LangGraph's persistence layer addresses this problem through a checkpoint architecture: at each node in the execution graph, the full state is serialized and stored in an external store (PostgreSQL, Redis, or a cloud-native equivalent). If execution is interrupted, it can be resumed from the most recent checkpoint without re-executing prior steps. This checkpointing architecture also provides the foundation for the forensic trail required by the EU AI Act's Article 12 logging obligations: the checkpoint store is, in effect, a complete record of every state the agent passed through during its execution, which is exactly what an auditor needs to reconstruct the sequence of events that led to a particular outcome.

Memory Security and Data Governance

Memory stores are high-value targets for adversaries. An agent's vector store typically contains a condensed, semantically indexed representation of the organization's most important information — exactly the kind of information that an adversary wants to exfiltrate. Access controls on memory stores must be at least as rigorous as access controls on the source documents, and in practice they should be more rigorous, because the vector store's semantic indexing makes it easier to extract information efficiently than from the source documents themselves.

The specific attack known as memory poisoning — where an adversary injects crafted content into the agent's memory store with the intention of influencing its future behavior — is a significant and underappreciated threat. A prompt injection attack that succeeds in getting malicious instructions into the agent's episodic or external memory store is more dangerous than one that affects only a single run, because its effects persist across all subsequent runs that retrieve the poisoned content. Defense against memory poisoning requires both technical controls (input validation, anomaly detection on memory writes, human review of episodic memory updates) and architectural controls (separation between the agent's read path and write path, with stronger authentication required for writes).

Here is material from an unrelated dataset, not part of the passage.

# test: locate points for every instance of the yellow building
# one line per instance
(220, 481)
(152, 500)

The Context Window Is Not Memory

A common misconception in early agentic deployments is that a large context window solves the memory problem. It doesn't. A 200K-token context window is large enough to hold a small book, but it is not large enough to hold the accumulated interaction history of a production agent running thousands of tasks per month. More importantly, stuffing the context window with everything the agent might possibly need is expensive (every token costs money), slow (inference latency scales with context length), and often counterproductive (models that receive more context than they need frequently exhibit degraded performance on the task at hand). Effective memory architecture selects what goes into the context window, it doesn't attempt to make the context window large enough to hold everything.